Depth learning algorithm (No. 7) ---- deep learning of avoiding over-fitting (regularization)

Welcome attention to micro-channel public number " smart algorithm " - the original link (for better reading experience):

Depth learning algorithm (No. 7) ---- deep learning of avoiding over-fitting (regularization)

On one, we were learning the tragic fate of the learning rate of depth learning,

Fate deep learning algorithm (stage 6) ---- depth study of the learning rate

Today we learn together at the depth of learning how to avoid over-fitting, we conduct more exchanges and common progress. In this issue as follows:

  • Stop training early
  • L1 and L2 norm regularization
  • DroupOut
  • Maximum norm regularization
  • Data enhancement
  • summary

We know that there are thousands of deep learning parameters, or even millions. Because of the huge parameters, so the entire network has an incredible degree of freedom, able to fit complex data sets. In other words, this means great flexibility in the training set is easy to over-fitting. Here, we mainly through a few common methods, look at how to avoid over-fitting, are: premature stop training, L1 and L2 norm regularization, DroupOut, maximum norm regularization, data enhancement.

A. In advance to stop training

In order to avoid causing over-fitting the training set, a good way is to stop before over-fitting the training of the network (before the article has introduced). That is to say before the performance on the test set begins to decline when to stop training the training data set.
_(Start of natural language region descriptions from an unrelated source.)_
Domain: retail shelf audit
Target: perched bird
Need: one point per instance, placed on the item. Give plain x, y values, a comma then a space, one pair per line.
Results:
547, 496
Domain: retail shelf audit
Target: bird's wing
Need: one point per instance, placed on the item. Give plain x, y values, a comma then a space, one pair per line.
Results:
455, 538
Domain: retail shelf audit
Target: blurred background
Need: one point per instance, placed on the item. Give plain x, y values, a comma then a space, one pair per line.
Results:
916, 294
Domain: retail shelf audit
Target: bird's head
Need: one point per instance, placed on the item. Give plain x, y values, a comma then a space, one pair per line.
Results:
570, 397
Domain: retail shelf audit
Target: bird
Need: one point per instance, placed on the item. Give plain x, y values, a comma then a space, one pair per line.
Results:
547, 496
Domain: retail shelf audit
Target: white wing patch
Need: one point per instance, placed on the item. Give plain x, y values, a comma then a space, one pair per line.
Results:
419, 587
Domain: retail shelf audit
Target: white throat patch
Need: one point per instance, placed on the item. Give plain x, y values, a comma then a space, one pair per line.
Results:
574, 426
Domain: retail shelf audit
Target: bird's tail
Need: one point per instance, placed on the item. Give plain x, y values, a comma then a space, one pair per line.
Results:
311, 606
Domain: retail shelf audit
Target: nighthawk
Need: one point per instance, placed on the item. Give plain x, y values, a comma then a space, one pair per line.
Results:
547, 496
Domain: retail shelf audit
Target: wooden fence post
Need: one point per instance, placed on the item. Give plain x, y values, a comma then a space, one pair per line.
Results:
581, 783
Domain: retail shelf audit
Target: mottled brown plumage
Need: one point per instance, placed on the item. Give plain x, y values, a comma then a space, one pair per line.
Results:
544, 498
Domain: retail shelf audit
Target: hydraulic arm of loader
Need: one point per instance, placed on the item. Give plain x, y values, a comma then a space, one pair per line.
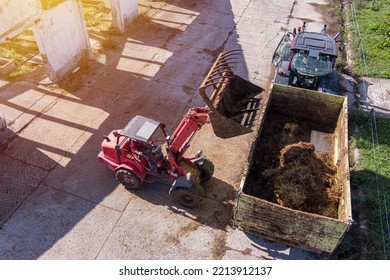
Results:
185, 132
229, 97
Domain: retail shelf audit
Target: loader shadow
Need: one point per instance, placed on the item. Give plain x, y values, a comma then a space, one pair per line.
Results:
215, 209
279, 251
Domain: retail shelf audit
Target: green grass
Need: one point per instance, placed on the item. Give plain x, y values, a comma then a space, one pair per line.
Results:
370, 188
373, 19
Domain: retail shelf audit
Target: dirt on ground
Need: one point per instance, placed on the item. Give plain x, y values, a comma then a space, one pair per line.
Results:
288, 171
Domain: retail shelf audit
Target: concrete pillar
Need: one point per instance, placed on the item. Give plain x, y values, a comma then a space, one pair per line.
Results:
62, 38
123, 13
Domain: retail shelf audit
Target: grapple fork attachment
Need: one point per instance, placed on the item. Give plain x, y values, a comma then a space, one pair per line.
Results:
230, 98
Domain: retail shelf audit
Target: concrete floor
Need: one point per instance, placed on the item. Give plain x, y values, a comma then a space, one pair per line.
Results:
67, 205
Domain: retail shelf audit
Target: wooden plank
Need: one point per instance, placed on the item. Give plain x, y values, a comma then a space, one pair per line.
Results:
295, 228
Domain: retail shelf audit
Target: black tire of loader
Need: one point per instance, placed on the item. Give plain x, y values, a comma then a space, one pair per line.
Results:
128, 179
206, 169
188, 197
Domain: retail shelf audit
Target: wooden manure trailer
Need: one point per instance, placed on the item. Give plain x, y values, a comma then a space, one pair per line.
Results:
307, 206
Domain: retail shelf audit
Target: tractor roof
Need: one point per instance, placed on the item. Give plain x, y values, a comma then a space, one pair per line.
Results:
140, 128
320, 42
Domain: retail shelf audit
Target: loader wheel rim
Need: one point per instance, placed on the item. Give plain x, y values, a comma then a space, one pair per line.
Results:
129, 179
187, 198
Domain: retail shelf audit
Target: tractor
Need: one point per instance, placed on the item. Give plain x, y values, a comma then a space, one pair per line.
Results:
135, 154
307, 60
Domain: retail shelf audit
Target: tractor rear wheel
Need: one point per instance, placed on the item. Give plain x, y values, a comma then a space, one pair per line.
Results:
188, 197
128, 179
206, 169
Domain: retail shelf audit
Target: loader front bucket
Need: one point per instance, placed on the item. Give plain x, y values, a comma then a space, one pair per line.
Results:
232, 100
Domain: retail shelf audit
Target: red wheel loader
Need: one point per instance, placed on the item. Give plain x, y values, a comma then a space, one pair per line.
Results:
135, 156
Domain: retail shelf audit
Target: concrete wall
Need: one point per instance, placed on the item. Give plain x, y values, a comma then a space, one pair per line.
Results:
123, 13
16, 14
59, 29
62, 38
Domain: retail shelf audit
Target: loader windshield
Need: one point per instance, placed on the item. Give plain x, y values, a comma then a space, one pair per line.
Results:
311, 63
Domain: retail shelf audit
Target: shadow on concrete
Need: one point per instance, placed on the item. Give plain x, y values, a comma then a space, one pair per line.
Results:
278, 251
66, 186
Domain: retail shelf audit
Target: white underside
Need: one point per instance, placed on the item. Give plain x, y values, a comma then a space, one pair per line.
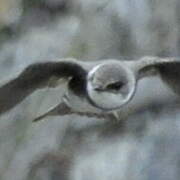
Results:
79, 104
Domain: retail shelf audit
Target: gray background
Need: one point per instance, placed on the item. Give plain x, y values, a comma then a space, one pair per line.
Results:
145, 146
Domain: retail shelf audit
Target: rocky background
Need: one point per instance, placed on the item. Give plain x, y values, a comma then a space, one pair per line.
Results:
144, 145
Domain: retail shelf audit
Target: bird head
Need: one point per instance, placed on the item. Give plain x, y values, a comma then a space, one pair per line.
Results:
110, 85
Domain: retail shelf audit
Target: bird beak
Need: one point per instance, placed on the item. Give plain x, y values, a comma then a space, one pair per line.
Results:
99, 89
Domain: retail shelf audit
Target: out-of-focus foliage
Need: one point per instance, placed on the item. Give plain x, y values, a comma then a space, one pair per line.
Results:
146, 145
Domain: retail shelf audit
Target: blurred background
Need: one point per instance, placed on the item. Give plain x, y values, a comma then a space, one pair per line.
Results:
144, 145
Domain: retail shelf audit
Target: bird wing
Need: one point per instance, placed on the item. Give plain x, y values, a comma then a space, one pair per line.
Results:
62, 109
167, 68
150, 65
37, 76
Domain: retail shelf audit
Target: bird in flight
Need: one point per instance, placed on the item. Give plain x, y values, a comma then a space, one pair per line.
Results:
101, 88
97, 88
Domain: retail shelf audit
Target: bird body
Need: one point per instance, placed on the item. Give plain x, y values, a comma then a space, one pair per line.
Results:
110, 84
96, 88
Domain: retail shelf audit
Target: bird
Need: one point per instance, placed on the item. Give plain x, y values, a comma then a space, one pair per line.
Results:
101, 88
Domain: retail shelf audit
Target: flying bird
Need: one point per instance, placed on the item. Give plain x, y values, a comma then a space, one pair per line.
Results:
101, 88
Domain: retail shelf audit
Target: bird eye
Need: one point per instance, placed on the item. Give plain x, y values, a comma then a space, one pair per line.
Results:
115, 86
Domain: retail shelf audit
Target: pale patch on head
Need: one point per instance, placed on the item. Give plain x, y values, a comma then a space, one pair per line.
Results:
110, 72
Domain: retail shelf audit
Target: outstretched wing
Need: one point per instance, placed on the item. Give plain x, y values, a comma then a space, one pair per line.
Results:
168, 68
62, 109
37, 76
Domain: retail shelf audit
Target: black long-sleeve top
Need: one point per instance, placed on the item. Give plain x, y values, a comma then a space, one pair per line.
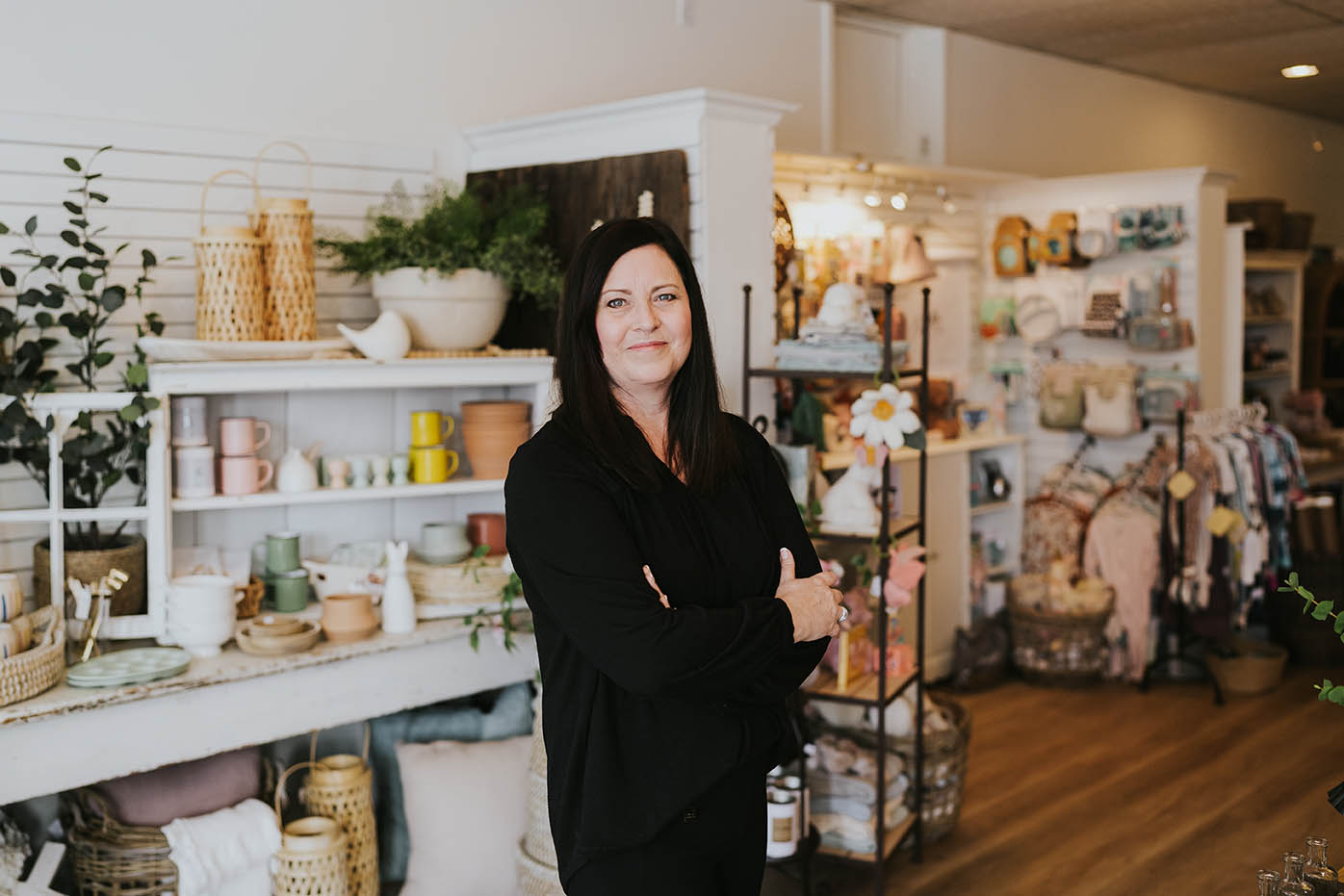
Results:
645, 708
In TensorFlow in that in the training through evaluation of the performance on the test set, to save a current optimal network at regular intervals if a better spacing on the network than is replaced on a network. At the end of this training will save a whole network of the best training occurred during a model. Although in practice the method can stop the advance of the training is very good, but in general, if it can be combined with other regularization technique, it can be better realized.

 

Two. L1 and L2 norm regularization

Just as before while we study linear model, we can also use the L1 and the L2 norm constraint neural network weights (typically not bias term). Achieve regularization is relatively simple in TensorFlow, only need to add the loss of function in the appropriate regularization term can be. For example: If our network has only one hidden layer, weight is weights1, an output layer and a weight of weight2. Then we can reuse L1 of the right to regularization, as follows:

The above method, although no problem, but if we have a lot of network layer, so that the above method is not too convenient. Fortunately, for the multi-layered regularization, TensorFlow a better way. TensorFlow There are many variables we will accept function creates a regularization parameter when it is created. We can re-transmit weighted function as a parameter and returns the corresponding regularization loss. as follows:

 

The above code creates a neural network output layer and two hidden layers, each layer and the weight for weight, is created for the node and losses L1 regularization in FIG. TensorFlow automatically lose all regularization applied to a particular set. We only need these regularization loss added to the overall loss, as follows:

 

三. DropOut

However, in the depth of the neural network, the most popular regularization technique is DropOut, the technology proposed by GEHinton in 2012. Nitish Srivastava was later developed and proven to be very successful. Even the best network, if the increase DropOut technology, it is possible to enhance the accuracy of 1 to 2 percentage points. This seems not increase too much, but if a model has already reached 95% accuracy rate, then increase by two percentage points means that the error rate is reduced by 40% (from 5% to 3%).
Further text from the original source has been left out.